In 2001, he was Artist-in-Residence at the Grange Hall in Wakefield, Rhode Island.

==Relocation to London and 96 Gillespie==
In 2000, Graham relocated to London, England, and established with Melanie Standage the non-profit gallery 96 Gillespie, a converted post office. The mission of 96 Gillespie is to “...establish dialogue between US and UK artists.” Concurrent to the development of the new gallery, in 2003 Graham began to expand into commercial photography by collaborating with Anomaly NYC and Umbro on a series of works pertaining to each of England's football teams' away shirts. This work led to shooting sporting events and professional athletes.

In 2007, while at 96 Gillespie, the band Modest Mouse again hired Graham, this time to provide a photoblog for the band for their next two years' worth of activity. As the band's popularity was at its greatest during this period, the photoblog generated considerable attention for Graham, and his own reputation expanded into a new audience. This did not prohibit Graham from publishing his first book of select works, Silent Pictures (Akashic Books, 2007).

==Recent work==
Chronicle Books published in 2011 Graham's second book, Instrument. Graham describes the book as documenting “...musicians and their instruments and the stories behind what they mean to them”. Amazon awarded the book a Best Book Cover for 2011. In that same year, the guitarist Johnny Marr (The Smiths, Modest Mouse, others) and the sunglasses company Ray Ban selected Graham for the Ray Band Raw Sounds Project, a collaboration between notable rock artists and the company. The work was exhibited in Hong Kong, New York, and in London.

Further select commercial photography clients include Anomaly, Apple, BBC, CABE, Converse, Darling Dept, Focus Group, Hard Rock Hotel, Less Rain Design, Libre Design, Not Actual Size, Poker Stars, Raen Optics, Tottenham Hotspur Football Club, Umbro, The Victoria & Albert Museum, and Wolff Olins.

Graham continues to work with Johnny Marr and other musicians. PowerHouse Books (Brooklyn) will publish Graham's third book, Modest Mouse 1992-2010, in fall of 2014.

==Gear==
When interviewed, Graham has stated that he has used or uses:
- Pentax P5, 6×7
- Nikon 6006, 8008, N90, D200, D700, D3S, D800
- Olympus Pen FT
- Polaroid SX-70, Polaroid 600, and others
- Zeiss Super Ikonta III
- Rolleiflex 3.5f
- Fuji 645
- As well as "...a dozen or so film cameras and one digital camera."

==Creative Philosophy==
“It really comes down to being in the right place at the right time and knowing how to compose under pressure.”

==Books==
- Silent Pictures. New York, NY: Akashic Books, 2007.
- Instrument. San Francisco, CA: Chronicle, 2011.
- Modest Mouse 1992-2010. Brooklyn, NY: powerHouse Books, 2014.

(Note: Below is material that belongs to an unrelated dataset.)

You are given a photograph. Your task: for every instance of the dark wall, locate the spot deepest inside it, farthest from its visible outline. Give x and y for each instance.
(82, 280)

==Select exhibitions and residencies==
- Artist-in-residence, Grange Hall, Wakefield, RI, 2001.
- Experience Music Project. Seattle, WA, Permanent collection
- Arlington Municipal Art Collection. Arlington, VA
- “Past Perfect.” With Melanie Standage. Transformer Gallery Washington, DC, Oct 2005; 96 Gillespie, London, UK, 2006. (see http://www.transformerdc.org/exhibitions/overview/past-perfect)
- "Silent Pictures a Solo Photography Exhibit by Pat Graham," Needles and Pens, Oct - Nov 2007 (see http://www.needles-pens.com/silentpicsshow.html)
- "Retrospect," with Melanie Standage. Space 1026, Philadelphia, Jan 2007 (see http://www.philadelphiaweekly.com/arts-and-culture/editors_picks-38422824.html)
- "Instrument." Solo. Rough Trade, East London, Oct 2011. (see http://roughtradeshop.blogspot.co.uk/2011/10/pat-graham-instrument.html)
- Ray Band Raw Sounds Project. Hong Kong, London, and New York, 2011. (see http://www.bangkokpost.com/print/273292/)
- “In Color and Black & White: The Photography of Pat Graham.” Ramp Gallery, Portland, OR, December 2012.